Commissioner Dennis Smith put the onus on the public to both keep in check nuisance fishers who flout rules, and to come up with alternative solutions that everyone can agree on.

"It's the outsiders, everyone can agree, that's the problem. It's that 2 or 3 percent," Smith said. "There's one thing that wasn't recognized here tonight. It's the effect that that 2 or 3 percent has on our operations ... That's where the difficulty comes in."

Some speakers accused the commission of racism and classism, saying those that are most benefited by in-harbor fishing cannot afford to rent a boat and go out on the ocean. Others said that the influx of fishers at the back of the harbor was harming a public resource and should be prohibited. Most spoke in support of allowing children to continue fishing, at a minimum, with suggestions of volunteers working as monitors or fishing and parking permits used to pay for staffing.

The fishing update stood little chance of passage Tuesday, as even port director Ekers did not stand behind the proposal.

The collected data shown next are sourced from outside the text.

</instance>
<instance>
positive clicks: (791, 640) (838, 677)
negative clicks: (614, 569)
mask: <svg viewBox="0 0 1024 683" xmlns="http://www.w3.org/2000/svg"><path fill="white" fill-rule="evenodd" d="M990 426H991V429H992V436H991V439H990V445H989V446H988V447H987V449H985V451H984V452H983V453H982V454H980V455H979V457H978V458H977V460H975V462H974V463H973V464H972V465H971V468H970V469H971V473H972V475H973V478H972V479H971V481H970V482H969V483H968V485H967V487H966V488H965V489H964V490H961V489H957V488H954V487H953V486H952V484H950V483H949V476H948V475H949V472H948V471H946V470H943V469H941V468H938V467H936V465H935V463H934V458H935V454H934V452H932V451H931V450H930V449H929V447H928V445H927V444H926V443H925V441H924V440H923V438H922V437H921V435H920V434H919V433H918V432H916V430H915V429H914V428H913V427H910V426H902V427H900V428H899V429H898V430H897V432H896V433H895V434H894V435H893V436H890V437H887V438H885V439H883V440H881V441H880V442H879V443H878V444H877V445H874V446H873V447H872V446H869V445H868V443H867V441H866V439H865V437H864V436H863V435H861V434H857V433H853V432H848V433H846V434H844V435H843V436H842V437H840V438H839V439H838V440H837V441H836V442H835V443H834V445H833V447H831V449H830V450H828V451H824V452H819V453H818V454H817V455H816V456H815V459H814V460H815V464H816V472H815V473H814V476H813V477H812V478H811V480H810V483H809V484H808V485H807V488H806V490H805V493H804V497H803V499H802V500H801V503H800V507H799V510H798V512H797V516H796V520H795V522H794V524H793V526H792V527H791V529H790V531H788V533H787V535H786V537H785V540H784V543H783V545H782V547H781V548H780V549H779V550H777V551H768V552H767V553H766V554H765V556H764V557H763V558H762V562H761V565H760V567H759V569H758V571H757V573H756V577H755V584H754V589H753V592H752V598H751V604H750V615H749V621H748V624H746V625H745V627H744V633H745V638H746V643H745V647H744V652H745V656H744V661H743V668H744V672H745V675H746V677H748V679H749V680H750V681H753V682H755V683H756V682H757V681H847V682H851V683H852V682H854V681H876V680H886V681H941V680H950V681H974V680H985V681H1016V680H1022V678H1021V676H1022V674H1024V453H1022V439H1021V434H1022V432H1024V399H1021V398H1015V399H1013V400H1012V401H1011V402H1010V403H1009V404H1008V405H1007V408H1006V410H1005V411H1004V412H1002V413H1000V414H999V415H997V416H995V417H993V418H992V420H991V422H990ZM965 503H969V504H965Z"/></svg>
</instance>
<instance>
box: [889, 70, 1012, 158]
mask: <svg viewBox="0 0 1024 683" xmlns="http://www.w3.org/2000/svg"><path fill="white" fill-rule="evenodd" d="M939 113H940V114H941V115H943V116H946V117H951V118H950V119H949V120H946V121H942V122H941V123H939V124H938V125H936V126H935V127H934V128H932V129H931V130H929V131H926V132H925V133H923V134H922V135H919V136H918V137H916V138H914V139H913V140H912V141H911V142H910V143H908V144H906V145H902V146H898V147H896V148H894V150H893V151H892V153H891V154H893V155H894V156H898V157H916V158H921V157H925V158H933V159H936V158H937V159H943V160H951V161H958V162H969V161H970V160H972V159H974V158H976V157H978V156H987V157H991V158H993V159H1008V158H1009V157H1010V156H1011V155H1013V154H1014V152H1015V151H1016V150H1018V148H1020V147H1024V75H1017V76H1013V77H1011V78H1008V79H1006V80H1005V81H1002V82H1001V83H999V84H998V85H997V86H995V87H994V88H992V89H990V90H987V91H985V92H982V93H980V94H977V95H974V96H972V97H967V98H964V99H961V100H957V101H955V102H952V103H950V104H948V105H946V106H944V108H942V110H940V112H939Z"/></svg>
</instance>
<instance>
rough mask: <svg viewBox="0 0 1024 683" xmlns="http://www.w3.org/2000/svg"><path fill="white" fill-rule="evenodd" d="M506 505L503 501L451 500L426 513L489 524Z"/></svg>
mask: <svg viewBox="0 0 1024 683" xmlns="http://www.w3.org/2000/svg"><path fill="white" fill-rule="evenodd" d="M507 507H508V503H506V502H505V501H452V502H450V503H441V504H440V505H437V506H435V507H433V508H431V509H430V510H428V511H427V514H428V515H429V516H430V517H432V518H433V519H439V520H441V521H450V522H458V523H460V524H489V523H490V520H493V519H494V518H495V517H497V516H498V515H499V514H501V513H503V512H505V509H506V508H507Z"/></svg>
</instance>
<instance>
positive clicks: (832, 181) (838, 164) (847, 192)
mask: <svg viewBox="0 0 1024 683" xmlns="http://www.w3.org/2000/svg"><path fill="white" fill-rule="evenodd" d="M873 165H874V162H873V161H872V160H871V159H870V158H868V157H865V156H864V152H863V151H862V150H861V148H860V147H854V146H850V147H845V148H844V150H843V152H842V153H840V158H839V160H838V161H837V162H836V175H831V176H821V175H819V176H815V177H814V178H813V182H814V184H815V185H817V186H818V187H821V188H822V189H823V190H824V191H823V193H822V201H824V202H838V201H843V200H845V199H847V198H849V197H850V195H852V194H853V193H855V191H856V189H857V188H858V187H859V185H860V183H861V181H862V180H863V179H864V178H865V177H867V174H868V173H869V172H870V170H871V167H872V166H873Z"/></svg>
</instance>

A jetty fishing exception to the fishing ban, Ekers wrote in a commission report, was unsafe. She listed complaints, disturbances and injuries that have occurred there just since mid-June as supporting argument.

Of the 15 speakers who formally addressed the commission, four asked for better restrictions on harbor fishing, while others supported continued fishing allowances. Aldo's Restaurant owner John Olivieri said he would not debate the pros and cons of harbor fishing, but asked that everyone work together to lessen impact on illegal parking, excess garbage and overuse of the fish cleaning station.